Gemäss Steiner ist Erinnern nicht nur ein Hervorholen von abgelegter Erinnerung sondern
ein erneutes Wahrnehmen. Wie ist dies zu verstehen?
Alles Vorstellen ist mit einer Bewegung im Ätherleib verbunden, die in den physischen Leib
eingeprägt werden. Beim Versuch sich zu erinnern, bewegt sich der Ätherleib von neuem
und veranlasst ein entsprechendes Engramm im physischen Leib einzufügen.
Sobald dies geschieht, leuchtet aufs neue die wahrgenommene erinnerte Vorstellung in der
Seele auf. Für Steiner jedoch werden jene Wahrnehmungen, Gedanken und Vorstellungen,
die vergessen werden, im unbewussten Zustand nicht in derselben Form erhalten, wie wir
sie vorher erlebt haben. Sie sind im Ätherleib verankert und nehmen dessen übersinnliche,
lebendige und bewegliche Seinsweise an. Mithilfe der Engramme, welche sie bei ihrem
ersten Erscheinen vom Ätherleib aus im physischen Leib hinterlassen haben, treten sie von
innen als neu gebildete Wahrnehmungen ins Bewusstsein ein. Erinnern ist also ein
erneutes Wahrnehmen. Vergessen ist sozusagen das Einschlafen, das Erinnern das
Aufwachen. Vergessene Vorstellungen arbeiten am Ätherleib und führen ihm neue Kräfte
zu. Krampfhaft im Wachbewusstsein festgehaltene Vorstellungen werden dieser Tätigkeit
entzogen. Die Folge ist eine Schädigung der Lebenskräfte. Für das Lernen ist es daher für
Steiner unabdingbar, dass ein Rhythmus im Wechsel von Erinnern und Vergessen zustande
kommt. Ein Rhythmus der dem natürlichen Wechsel von Schlafen und Wachen entspricht.

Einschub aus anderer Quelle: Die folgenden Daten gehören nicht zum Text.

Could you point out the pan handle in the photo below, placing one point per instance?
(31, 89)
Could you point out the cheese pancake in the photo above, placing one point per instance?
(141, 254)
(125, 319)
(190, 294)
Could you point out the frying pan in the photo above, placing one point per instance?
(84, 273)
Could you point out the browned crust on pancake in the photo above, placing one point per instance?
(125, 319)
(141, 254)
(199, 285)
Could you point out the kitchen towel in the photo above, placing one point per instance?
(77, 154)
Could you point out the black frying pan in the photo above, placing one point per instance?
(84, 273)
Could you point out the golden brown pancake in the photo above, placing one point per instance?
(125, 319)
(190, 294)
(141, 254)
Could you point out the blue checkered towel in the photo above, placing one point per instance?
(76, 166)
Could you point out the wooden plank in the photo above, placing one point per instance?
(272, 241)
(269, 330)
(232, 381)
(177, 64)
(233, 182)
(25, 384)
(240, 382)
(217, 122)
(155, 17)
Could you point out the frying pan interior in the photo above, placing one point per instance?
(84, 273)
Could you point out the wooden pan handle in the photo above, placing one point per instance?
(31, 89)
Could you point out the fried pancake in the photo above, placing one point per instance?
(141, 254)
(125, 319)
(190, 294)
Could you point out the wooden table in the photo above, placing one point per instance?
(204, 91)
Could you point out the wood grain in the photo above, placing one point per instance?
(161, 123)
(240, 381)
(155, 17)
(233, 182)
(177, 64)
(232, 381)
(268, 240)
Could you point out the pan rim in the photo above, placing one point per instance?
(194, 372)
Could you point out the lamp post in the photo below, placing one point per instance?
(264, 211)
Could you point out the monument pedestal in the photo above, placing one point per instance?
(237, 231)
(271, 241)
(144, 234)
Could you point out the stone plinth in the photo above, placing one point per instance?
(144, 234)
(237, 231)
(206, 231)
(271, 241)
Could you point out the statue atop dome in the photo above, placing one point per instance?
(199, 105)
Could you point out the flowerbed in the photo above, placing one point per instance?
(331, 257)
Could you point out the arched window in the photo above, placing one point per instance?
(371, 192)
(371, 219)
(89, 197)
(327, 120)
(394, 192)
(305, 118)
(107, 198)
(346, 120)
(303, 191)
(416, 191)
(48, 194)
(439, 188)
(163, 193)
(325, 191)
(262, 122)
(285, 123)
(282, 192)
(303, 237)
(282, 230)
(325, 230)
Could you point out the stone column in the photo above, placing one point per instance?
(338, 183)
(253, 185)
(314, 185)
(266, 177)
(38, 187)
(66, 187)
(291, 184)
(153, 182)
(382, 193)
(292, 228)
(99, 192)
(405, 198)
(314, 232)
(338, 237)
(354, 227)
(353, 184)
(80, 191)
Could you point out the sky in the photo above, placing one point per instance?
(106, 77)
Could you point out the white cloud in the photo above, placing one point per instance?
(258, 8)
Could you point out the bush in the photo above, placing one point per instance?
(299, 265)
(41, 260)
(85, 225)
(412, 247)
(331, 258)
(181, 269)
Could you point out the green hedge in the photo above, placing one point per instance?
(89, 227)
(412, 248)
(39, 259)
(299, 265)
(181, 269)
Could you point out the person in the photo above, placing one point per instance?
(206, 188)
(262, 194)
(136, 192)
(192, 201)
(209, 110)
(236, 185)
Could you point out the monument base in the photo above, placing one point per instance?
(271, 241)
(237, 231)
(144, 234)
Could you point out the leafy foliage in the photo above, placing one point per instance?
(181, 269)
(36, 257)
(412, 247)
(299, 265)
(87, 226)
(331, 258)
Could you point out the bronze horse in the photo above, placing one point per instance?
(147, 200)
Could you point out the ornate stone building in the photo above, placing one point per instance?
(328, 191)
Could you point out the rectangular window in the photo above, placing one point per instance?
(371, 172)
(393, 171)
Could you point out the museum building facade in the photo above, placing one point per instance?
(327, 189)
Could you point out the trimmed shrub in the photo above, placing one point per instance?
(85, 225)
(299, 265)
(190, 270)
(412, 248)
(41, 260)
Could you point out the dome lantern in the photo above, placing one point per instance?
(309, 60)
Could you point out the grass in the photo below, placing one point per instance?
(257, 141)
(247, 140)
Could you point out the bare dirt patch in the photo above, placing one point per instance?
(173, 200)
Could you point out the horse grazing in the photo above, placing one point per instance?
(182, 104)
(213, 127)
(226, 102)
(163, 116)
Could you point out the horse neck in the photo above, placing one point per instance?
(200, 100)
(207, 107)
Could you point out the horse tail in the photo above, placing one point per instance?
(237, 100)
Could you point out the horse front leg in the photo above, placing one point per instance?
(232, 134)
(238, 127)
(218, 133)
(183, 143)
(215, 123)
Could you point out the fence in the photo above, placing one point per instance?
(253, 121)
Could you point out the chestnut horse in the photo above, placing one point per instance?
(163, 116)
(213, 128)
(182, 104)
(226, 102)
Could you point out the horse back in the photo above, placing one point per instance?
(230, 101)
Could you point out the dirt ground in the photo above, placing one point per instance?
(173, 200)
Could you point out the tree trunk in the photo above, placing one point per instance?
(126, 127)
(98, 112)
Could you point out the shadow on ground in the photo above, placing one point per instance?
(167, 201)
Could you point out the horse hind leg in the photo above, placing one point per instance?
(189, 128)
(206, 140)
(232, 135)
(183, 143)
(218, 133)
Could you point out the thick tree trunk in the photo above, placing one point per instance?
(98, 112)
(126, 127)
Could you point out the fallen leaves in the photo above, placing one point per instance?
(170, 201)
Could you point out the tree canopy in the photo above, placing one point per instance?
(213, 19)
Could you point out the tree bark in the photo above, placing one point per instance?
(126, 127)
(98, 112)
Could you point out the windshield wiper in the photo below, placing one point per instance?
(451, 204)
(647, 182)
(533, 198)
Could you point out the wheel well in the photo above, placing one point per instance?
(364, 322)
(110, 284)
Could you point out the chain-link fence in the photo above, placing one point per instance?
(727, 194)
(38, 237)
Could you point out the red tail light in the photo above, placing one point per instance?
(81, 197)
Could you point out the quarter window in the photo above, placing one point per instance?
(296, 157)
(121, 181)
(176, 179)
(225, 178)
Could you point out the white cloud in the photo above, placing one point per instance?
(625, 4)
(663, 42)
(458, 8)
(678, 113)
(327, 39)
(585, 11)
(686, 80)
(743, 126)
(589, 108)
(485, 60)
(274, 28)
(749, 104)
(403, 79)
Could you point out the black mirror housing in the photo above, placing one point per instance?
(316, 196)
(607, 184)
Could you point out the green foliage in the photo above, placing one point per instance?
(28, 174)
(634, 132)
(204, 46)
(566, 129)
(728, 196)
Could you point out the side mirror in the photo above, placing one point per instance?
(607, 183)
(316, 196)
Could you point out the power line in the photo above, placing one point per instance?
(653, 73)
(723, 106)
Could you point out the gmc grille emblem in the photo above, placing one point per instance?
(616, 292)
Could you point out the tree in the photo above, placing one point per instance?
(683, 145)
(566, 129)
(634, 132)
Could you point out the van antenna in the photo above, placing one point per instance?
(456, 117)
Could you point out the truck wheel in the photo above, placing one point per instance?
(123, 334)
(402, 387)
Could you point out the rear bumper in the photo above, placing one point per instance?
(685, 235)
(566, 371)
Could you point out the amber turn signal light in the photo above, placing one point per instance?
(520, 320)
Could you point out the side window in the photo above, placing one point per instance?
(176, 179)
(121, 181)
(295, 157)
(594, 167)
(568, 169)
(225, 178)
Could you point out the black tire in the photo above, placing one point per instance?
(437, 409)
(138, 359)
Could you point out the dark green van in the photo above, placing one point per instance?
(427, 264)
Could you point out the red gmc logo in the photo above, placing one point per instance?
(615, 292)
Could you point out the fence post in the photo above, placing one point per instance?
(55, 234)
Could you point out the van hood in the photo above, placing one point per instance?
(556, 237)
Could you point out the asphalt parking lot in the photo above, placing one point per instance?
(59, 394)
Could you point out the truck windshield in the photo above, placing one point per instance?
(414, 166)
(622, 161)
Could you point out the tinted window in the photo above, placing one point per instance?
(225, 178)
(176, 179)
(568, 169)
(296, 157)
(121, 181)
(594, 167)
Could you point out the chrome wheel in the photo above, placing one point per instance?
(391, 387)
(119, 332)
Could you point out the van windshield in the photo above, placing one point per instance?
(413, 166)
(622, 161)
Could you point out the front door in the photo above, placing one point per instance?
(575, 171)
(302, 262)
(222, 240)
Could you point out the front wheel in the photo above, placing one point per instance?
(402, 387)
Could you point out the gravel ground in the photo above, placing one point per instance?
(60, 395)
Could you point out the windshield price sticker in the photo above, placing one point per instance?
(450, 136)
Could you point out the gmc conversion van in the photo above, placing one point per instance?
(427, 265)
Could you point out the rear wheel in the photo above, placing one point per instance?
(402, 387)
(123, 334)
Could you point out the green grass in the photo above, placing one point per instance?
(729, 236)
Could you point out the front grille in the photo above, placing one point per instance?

Werden Kinder in diesem Rhythmus gestört, werden sie daran gehindert sich in Freiheit
mit dem aufgenommenen Lernstoff zu verbinden (vgl. Kiersch 1992: 52-‐55).
4. Konzept für den Fremdsprachenunterricht der Unterstufe
Eine gute Fremdsprachenlehrperson zeichnet sich unterem dadurch aus, dass sie in jedem
beliebigen Augenblick das richtige Unterrichtsmittel einsetzen kann. Für den
Fremdsprachenunterricht an der Waldorfschule reicht diese Aussage jedoch noch nicht
aus. Rudolf Steiner legte grossen Wert auf das künstlerische Element im Unterricht.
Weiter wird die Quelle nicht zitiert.